A Prince of Cornwall eBook

Charles Whistler
This eBook from the Gutenberg Project consists of approximately 410 pages of information about A Prince of Cornwall.

A Prince of Cornwall eBook

Charles Whistler
This eBook from the Gutenberg Project consists of approximately 410 pages of information about A Prince of Cornwall.

Very black grew the handsome face of the king as he heard.

“Am I often deceived thus?” he said.  “I will even send some to ask of all the ins and outs of such another case hereafter.  This Erpwald sent to me to say that Aldred and all his house had been slain by outlaws, and that he himself had driven them off and I believed him.  After that I made over the Eastdean lands to him, and I take it that they were what he wanted.  Well, he has not lived long to enjoy them, for he died not long ago, and now his brother holds the lands after him, and I know that he at least is a worthy man.
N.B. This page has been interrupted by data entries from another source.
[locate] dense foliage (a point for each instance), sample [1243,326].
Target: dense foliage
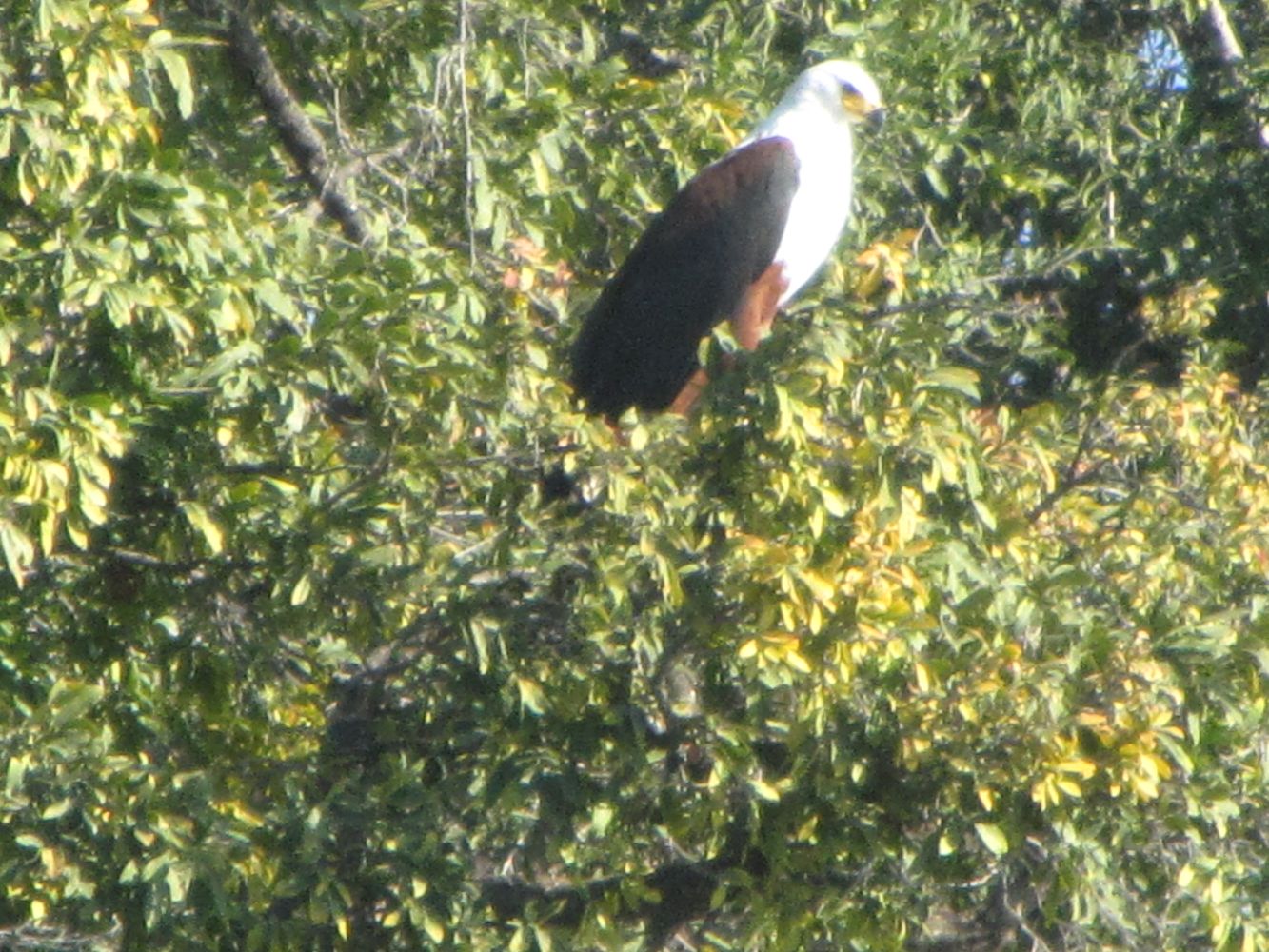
[328,621]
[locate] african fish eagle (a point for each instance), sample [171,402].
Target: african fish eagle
[736,243]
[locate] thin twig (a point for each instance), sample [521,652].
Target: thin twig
[468,159]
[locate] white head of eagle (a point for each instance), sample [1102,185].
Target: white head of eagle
[735,243]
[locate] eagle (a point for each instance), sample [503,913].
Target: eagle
[736,243]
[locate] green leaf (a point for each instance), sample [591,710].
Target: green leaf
[993,838]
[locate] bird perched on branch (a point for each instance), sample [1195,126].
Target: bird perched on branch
[736,243]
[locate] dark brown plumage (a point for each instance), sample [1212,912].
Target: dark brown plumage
[690,269]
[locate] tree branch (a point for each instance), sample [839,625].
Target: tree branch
[297,132]
[1229,50]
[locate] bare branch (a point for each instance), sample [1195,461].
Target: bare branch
[297,132]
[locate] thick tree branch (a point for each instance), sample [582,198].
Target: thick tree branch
[287,117]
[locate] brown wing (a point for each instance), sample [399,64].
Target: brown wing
[688,270]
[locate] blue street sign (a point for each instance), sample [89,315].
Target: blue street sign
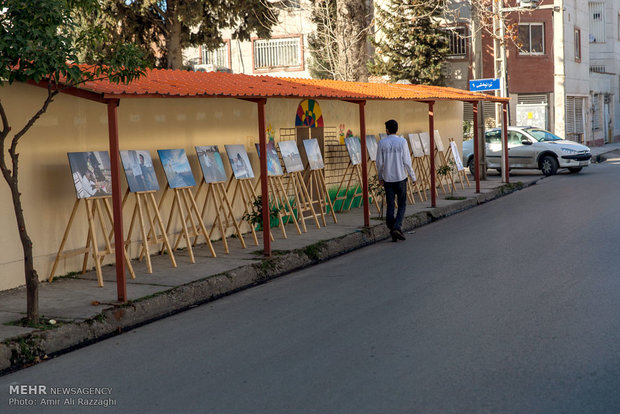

“Let it be.  The child is my ward now, as an orphan, and I should have had to set his estate in the hands of some one to hold till he can take them.  There will be no loss to him in the end.”

Then he smiled and looked Owen in the face.

“I know you well, Owen, though it is plain that you would not have it so.  Mind you the day when I met Gerent at the Parrett bridge?  I do not often forget a face, and I saw you then, and asked who you were.  Now there is good and, as I hope, lasting peace between our lands, thanks to the wisdom of our good Aldhelm here, and I will ask you somewhat, for I know that you also wrought for that peace while you might.  Come to me, and be of the nobles who guard me and mine, and so wait in honour until the time comes when you may return to your place.  Then you will be with the boy also.”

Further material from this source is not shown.